Article par Marie-Lucie VANLERBERGHE , le 14/12/2006 à 09h31 , modifié le 14/12/2006 à 16h53 0 commentaire

Il commence déjà à vous tanner pour avoir à Noël le jouet à la mode... Or, il se trouve que ce jouet en particulier n'est pas à votre goût ! Entre le désir de lui faire plaisir et celui d'être cohérent avec vos valeurs, pas facile de choisir... Faut-il lui faire ce cadeau à contre-cœur ? Prendre le risque de le décevoir ? Plurielles a recueilli vos témoignages et l'avis de Christine Brunet, psychologue.

Le pantalon baggy
" Mon fils de 12 ans m'a réclamé des vêtements " Baggy ", ces pantalons très larges qui tombent sur les fesses et ne me plaisent pas... Mais pour lesquels j'ai cédé en souvenir de l'adolescente que j'étais à son âge.

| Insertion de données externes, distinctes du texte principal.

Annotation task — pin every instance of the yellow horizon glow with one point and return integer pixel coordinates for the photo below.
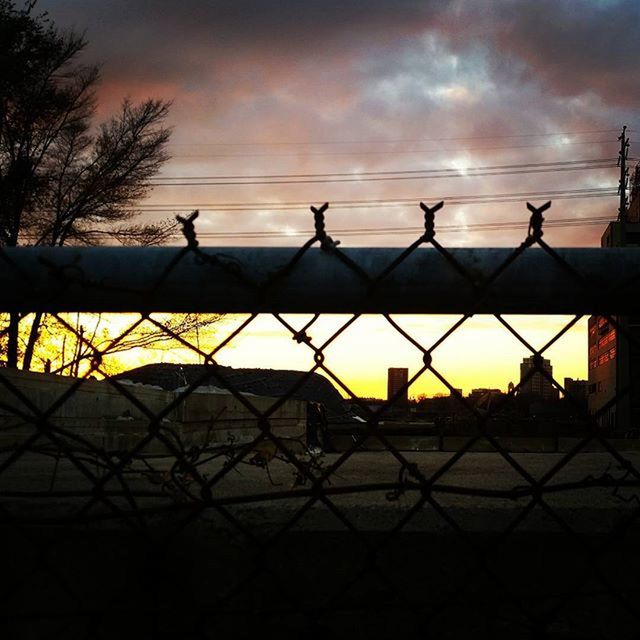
(480, 353)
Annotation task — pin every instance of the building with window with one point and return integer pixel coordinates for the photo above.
(614, 362)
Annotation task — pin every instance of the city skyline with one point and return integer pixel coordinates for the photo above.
(342, 105)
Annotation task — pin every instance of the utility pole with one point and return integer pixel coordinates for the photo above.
(624, 182)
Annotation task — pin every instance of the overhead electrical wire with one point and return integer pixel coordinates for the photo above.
(382, 202)
(437, 170)
(447, 150)
(396, 141)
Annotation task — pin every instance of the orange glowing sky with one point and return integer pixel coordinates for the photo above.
(266, 88)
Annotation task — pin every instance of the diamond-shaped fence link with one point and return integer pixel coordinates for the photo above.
(219, 504)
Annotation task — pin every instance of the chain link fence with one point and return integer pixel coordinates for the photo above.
(200, 500)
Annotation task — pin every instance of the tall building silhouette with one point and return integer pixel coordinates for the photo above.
(614, 362)
(397, 377)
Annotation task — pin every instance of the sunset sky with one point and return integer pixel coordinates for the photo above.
(352, 87)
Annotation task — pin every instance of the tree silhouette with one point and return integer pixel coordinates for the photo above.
(61, 181)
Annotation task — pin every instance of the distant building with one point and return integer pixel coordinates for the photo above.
(614, 364)
(397, 378)
(482, 398)
(537, 385)
(576, 389)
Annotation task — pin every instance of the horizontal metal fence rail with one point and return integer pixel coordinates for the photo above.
(240, 280)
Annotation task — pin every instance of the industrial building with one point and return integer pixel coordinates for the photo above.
(537, 385)
(397, 378)
(614, 362)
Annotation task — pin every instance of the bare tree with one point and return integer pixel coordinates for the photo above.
(62, 181)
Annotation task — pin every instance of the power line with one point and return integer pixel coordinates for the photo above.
(446, 170)
(447, 150)
(222, 183)
(452, 199)
(391, 141)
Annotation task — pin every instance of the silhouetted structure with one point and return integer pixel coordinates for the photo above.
(537, 385)
(577, 390)
(397, 377)
(614, 363)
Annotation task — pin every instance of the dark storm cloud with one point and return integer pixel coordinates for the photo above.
(575, 47)
(171, 38)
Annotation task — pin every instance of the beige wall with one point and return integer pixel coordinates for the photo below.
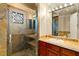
(3, 30)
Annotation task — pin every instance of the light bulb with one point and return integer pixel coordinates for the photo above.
(56, 8)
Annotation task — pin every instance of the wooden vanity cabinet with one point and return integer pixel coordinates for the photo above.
(46, 49)
(42, 50)
(52, 50)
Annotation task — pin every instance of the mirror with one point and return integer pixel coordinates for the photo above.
(65, 22)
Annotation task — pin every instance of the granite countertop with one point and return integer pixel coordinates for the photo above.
(69, 44)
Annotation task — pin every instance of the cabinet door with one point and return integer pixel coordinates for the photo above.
(42, 49)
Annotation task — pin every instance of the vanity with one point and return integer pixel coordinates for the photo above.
(60, 48)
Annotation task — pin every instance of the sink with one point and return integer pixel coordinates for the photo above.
(55, 40)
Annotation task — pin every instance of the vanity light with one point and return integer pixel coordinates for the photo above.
(61, 6)
(65, 5)
(56, 8)
(53, 9)
(71, 3)
(49, 10)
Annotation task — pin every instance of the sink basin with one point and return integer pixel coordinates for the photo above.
(55, 40)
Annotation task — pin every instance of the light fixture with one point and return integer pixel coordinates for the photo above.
(49, 10)
(60, 6)
(56, 8)
(65, 5)
(53, 9)
(71, 3)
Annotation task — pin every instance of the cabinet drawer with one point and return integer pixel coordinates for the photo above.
(53, 47)
(42, 43)
(67, 52)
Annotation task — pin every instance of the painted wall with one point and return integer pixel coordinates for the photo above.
(3, 30)
(45, 20)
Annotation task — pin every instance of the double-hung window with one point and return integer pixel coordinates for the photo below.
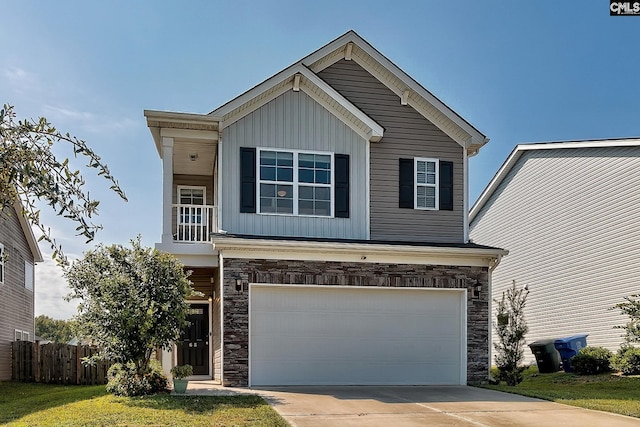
(426, 183)
(295, 183)
(28, 275)
(2, 269)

Je résiste encore pour le téléphone mobile et une console de jeu moderne. Il possède déjà l'ancien modèle devant lequel il passe des heures. Pour Noël, je préfère lui offrir un vélo, même si c'est plus cher. Au moins il se dépense à l'extérieur ! "
Géraldine, maman de Paul, 12 ans.

L'avis du psy : " Cette maman fait la démarche sympathique de se souvenir de son adolescence. Elle a pourtant raison de ne pas céder sur la nouvelle console puisque son fils en a déjà une. Quant au portable, il n'est pas indispensable à son âge, et fait souvent l'objet de racket dans les collèges. En achetant un pantalon Baggy à son adolescent, cette maman peut ajouter une explication sur le fait qu'il ne peut pas porter ce pantalon en toutes circonstances. " OK pour le week-end avec les copains, mais sûrement pas à l'anniversaire de Mamie... "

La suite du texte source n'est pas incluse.